If the source of the risk of violence is a co-worker, there are serious questions about the ability of employers to contain information about the violent history of a co-worker once it has been revealed to others who work in close proximity.
There are further legal concerns about the application of the Ontario Human Rights Code. For example, if an employer is aware that an employee has a criminal conviction for which they have been granted a pardon, are they still required to communicate the past criminal history to co-workers who work closely with that individual?
Perhaps the most disturbing aspect of the domestic violence and disclosure of information with violent histories is after a serious incident occurs, employers are often blamed, with the benefit of hindsight, by the Ministry of Labour for not doing enough.
There is no good-faith exemption for employers in Bill 168. In other words, no matter how well-advised and well-intentioned employers are, if their view of their duties with respect to these problematic issues differs from that of the Ministry of Labour, they are at risk of receiving orders, or worse, being prosecuted by the ministry after an incident of violence occurs at the workplace.

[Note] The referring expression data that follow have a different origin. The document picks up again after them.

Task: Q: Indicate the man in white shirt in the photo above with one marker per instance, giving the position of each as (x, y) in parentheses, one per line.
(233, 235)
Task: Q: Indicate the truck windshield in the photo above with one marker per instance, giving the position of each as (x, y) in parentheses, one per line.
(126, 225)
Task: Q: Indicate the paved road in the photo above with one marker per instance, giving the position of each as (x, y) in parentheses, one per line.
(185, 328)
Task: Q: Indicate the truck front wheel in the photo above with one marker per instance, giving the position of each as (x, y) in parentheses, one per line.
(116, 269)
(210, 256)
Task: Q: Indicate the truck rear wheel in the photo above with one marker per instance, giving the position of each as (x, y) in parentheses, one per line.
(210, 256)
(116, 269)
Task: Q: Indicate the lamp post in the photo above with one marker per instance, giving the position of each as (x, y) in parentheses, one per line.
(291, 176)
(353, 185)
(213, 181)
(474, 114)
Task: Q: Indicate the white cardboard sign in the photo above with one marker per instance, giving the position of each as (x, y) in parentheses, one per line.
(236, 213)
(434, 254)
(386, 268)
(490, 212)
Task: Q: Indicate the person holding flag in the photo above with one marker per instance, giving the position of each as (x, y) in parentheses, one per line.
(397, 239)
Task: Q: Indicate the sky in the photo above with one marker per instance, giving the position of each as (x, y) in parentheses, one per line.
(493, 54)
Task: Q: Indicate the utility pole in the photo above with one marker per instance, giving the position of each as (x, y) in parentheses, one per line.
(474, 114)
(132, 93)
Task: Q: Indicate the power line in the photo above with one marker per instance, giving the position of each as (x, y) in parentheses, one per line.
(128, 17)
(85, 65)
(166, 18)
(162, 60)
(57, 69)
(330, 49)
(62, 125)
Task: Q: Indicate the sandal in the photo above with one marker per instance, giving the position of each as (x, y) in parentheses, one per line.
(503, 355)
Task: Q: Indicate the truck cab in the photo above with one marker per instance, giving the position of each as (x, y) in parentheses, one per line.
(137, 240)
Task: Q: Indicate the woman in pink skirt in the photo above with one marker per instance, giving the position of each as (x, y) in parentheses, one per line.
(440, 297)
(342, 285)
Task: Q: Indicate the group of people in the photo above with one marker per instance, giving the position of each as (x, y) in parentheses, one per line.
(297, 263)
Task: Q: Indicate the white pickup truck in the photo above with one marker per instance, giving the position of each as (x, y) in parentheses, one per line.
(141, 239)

The object of Bill 168 is not to prosecute employers and impose substantial fines, but rather to reduce the risk of violence in the workplace. Therefore, positive incentives could be a more appropriate approach than merely the threat of prosecution, which looms when provincial inspectors investigate workplace incidents, including those relating to workplace violence.
With the recent conviction and $70,000 fine at the Centre for Addiction and Mental Health relating to an alleged failure to prevent workplace violence before Bill 168 has been passed into law, one can only speculate that this proposed legislation will result in even further aggressive enforcement through orders and prosecution by the ministry.
Bill 168 is a substantial, if not radical, change to employers’ responsibilities under the OHSA to prevent and manage workplace violence and harassment.
The special responsibility and relationship in-house counsel have with respect to their corporate employer obligations under the OHSA makes it imperative for them to ensure legal compliance with Bill 168.
The risk assessment required by law is a critical starting point that in-house counsel must ensure has taken place prior to June 15, 2010.
Whether an outside provider completes the risk assessment or it is done internally, it is imperative it be specific to the workplace circumstances and risks that exist, and not some generic template that may apply loosely to some employers.
Finally, the development of the workplace violence and harassment policy, program, training, and investigating procedure will naturally flow from the risk assessment.
The five questions need to be answered, in the affirmative, by June 15 and should be monitored by in-house counsel.
Norm Keith is a partner in Gowling Lafleur Henderson LLP’s Toronto office and leader of the firm’s national occupational health and safety group.